The protease inhibitors, TVR and BOC, have changed but not transformed the management of chronic HCV infection. They are licensed only for genotype 1 infection, and the outcome of triple therapy remains dependent on the use of IFN and on the sensitivity of the patient and the virus to treatment with IFN and ribavirin. Thus, the largest impact has been on treatment of previously untreated HCV genotype 1 patients and on treatment of those HCV genotype 1 patients who relapsed after prior treatment with PegIFN/RBV. Side-effects of triple therapy are significant, particularly in patients with cirrhosis. Response rates to triple therapy for patients with prior partial and null response to PegIFN/RBV remain disappointing, particularly for those with cirrhosis, and despite longer duration of therapy.
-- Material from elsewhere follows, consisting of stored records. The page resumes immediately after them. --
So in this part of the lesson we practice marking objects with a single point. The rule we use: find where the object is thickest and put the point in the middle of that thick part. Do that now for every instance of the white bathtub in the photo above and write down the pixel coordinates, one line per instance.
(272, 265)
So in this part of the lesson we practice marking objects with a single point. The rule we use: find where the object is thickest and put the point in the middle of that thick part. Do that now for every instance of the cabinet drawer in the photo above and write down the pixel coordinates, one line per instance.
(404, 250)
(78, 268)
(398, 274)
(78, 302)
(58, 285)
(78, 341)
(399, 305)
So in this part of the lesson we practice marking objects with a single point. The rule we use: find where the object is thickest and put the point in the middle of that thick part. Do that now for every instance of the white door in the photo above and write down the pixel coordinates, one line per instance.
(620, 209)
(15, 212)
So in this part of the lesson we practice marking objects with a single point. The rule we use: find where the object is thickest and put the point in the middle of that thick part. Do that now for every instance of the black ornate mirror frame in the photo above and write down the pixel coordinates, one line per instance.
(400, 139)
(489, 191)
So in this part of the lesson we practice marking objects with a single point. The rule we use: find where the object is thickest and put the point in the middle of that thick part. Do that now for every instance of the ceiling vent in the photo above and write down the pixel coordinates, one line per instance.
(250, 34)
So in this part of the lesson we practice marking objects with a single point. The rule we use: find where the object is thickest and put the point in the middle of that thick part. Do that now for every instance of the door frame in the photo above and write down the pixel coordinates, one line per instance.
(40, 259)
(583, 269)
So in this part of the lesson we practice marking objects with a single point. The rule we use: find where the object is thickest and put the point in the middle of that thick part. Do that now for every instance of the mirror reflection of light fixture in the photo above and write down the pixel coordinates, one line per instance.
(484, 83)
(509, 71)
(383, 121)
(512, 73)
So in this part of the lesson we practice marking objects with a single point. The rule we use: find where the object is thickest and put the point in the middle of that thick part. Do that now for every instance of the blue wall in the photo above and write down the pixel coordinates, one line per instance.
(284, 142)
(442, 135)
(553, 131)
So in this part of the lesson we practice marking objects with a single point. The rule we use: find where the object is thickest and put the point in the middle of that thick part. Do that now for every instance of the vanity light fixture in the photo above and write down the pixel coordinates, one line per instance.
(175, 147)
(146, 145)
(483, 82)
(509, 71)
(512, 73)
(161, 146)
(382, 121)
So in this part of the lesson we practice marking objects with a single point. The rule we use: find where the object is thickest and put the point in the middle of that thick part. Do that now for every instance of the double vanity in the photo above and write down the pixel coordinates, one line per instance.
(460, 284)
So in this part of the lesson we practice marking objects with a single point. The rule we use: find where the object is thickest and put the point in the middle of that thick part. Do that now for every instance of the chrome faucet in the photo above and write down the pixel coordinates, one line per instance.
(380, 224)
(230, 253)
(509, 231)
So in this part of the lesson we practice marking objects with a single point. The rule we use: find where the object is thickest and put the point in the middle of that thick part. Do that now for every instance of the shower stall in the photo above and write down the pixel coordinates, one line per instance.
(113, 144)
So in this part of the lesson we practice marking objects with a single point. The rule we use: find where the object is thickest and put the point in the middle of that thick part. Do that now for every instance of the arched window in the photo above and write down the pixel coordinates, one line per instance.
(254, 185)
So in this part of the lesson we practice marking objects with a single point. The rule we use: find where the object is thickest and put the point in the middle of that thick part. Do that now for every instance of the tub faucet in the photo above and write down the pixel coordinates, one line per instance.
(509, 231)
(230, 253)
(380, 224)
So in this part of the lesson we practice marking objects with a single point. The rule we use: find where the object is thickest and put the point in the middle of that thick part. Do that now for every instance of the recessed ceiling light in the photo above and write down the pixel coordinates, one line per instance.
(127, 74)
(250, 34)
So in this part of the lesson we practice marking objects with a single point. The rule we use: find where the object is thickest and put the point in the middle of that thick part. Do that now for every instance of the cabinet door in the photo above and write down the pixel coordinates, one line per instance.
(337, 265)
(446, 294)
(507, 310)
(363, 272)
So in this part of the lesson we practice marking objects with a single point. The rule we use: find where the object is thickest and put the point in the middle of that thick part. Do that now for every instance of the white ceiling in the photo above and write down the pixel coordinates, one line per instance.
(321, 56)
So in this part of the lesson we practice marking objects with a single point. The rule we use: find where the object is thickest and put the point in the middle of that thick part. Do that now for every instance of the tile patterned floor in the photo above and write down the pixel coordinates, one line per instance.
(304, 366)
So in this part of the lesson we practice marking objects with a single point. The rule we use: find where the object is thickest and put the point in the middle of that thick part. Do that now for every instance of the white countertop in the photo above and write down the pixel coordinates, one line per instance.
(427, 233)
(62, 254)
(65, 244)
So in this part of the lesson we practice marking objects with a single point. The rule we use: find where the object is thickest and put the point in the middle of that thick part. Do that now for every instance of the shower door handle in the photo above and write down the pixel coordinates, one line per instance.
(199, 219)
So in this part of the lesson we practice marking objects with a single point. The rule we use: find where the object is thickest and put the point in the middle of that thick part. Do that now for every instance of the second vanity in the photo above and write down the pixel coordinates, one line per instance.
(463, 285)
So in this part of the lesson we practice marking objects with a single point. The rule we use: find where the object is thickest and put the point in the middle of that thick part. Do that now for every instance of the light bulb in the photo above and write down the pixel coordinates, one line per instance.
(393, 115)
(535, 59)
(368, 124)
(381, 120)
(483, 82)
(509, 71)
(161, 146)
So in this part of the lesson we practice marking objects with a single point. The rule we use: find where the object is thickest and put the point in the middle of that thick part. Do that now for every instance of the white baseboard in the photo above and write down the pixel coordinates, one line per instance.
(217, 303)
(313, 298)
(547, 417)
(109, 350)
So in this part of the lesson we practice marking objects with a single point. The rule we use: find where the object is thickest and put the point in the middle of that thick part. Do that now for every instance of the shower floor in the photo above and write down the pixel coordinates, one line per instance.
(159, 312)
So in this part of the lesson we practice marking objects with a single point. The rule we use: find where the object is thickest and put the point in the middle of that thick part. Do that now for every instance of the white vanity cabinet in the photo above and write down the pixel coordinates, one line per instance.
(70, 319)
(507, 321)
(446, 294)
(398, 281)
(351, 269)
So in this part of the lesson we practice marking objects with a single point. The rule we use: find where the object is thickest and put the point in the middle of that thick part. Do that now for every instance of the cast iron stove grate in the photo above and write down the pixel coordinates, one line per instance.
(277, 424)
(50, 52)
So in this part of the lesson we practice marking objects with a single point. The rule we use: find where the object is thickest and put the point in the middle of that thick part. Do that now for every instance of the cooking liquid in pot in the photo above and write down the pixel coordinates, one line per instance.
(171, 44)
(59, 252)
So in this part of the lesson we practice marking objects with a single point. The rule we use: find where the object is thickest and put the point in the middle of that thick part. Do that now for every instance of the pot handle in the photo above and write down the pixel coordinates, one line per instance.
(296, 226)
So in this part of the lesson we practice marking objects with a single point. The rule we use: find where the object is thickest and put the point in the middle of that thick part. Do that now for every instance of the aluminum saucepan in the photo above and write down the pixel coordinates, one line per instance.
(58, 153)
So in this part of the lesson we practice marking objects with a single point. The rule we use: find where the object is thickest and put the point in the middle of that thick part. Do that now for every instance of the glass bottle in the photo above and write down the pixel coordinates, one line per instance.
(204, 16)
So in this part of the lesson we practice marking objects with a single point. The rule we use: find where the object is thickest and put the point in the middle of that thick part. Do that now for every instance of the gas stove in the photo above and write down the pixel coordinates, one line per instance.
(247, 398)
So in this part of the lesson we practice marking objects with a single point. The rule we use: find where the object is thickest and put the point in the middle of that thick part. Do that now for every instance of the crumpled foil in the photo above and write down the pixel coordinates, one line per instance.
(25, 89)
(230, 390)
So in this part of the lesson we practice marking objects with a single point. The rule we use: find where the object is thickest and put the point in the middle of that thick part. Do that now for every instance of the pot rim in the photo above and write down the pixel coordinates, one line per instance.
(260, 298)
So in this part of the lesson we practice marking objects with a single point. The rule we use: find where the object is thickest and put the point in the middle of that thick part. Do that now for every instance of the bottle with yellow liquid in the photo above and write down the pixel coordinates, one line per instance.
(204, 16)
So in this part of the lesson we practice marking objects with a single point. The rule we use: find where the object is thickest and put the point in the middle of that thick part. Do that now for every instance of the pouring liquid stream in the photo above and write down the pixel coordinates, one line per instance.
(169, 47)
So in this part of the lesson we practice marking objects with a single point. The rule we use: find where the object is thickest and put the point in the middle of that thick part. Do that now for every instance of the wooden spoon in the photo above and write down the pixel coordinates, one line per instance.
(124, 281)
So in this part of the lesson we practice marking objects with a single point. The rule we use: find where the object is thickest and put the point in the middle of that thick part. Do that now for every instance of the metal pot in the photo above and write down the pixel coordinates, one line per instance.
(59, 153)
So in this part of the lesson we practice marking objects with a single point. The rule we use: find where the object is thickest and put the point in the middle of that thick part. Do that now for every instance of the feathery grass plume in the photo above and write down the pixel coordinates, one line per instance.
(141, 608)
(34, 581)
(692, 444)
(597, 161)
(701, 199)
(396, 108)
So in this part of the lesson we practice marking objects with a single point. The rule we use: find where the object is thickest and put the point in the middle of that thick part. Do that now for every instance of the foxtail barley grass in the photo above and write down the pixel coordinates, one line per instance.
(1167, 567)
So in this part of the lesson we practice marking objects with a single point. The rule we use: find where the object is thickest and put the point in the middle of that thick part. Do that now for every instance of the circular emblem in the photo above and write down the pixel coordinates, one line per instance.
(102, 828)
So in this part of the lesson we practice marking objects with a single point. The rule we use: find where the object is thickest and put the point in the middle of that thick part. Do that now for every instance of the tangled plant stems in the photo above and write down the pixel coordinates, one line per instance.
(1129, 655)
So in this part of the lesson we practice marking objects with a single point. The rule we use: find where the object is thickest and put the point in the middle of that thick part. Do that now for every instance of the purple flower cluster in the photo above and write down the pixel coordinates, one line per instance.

Meanwhile, we are feasting on the results of trials of DAA drugs and combinations, including IFN-free regimens [25]. SVR rates in excess of 90% for treatment duration of 12 weeks have been reported. Most studies continue to focus on genotype 1 infection, and most exclude cirrhosis. Nevertheless, doctors and patients share optimism that emerging antivirals will treat all genotypes, with cure for the majority and with few side-effects in short duration therapy. Reflecting that optimism, many doctors and patients with all HCV genotypes are choosing to defer, rather than to proceed with dual or triple therapy. An assessment of liver disease stage is probably the main factor that influences that choice. However, the threshold for deferral vs. immediate treatment varies between experts, and is probably shifting in response to the most recent trial results. As a consequence of the shortcomings of dual and triple therapy, and reflecting our optimism about drugs in development, our clinics are swelling with patients who have high but realistic expectations that they will be cured by a painless antiviral regimen, and in the not-too-distant future. Where possible, patients should be encouraged to participate in clinical trials, which are essential for the timely development and licensing of new antiviral drugs and regimens.

It seems likely that there will be a steady flow of drugs to the market. However, many of these drugs will have had little exposure to the difficult-to-treat groups with cirrhosis, liver failure, renal failure, or HIV co-infection and other forms of immunosuppression. Nor are they likely to have been much exposed to patients with other co-morbidities that demand treatment with a range of drugs that will interact in a variety of ways with the emerging antivirals. We need to be cautious in raising the expectations of these difficult-to-treat patients. We also need to focus on the likely future problems of service provision, an issue not addressed to a significant extent by these guidelines. The accumulation of difficult patients, combined with the “warehousing” of the relatively easy-to-treat patients, followed by the marketing and availability of a range of DAA regimens, will create an enormous practical and logistic challenge. Physicians need to acquire the appropriate expertise, develop an appropriate service for delivery and guarantee adequate and proportionate funding to manage the cohort. Failure to deliver on any of these aspects will limit the enormous capacity that recent and on-going developments in drug development have the potential to deliver.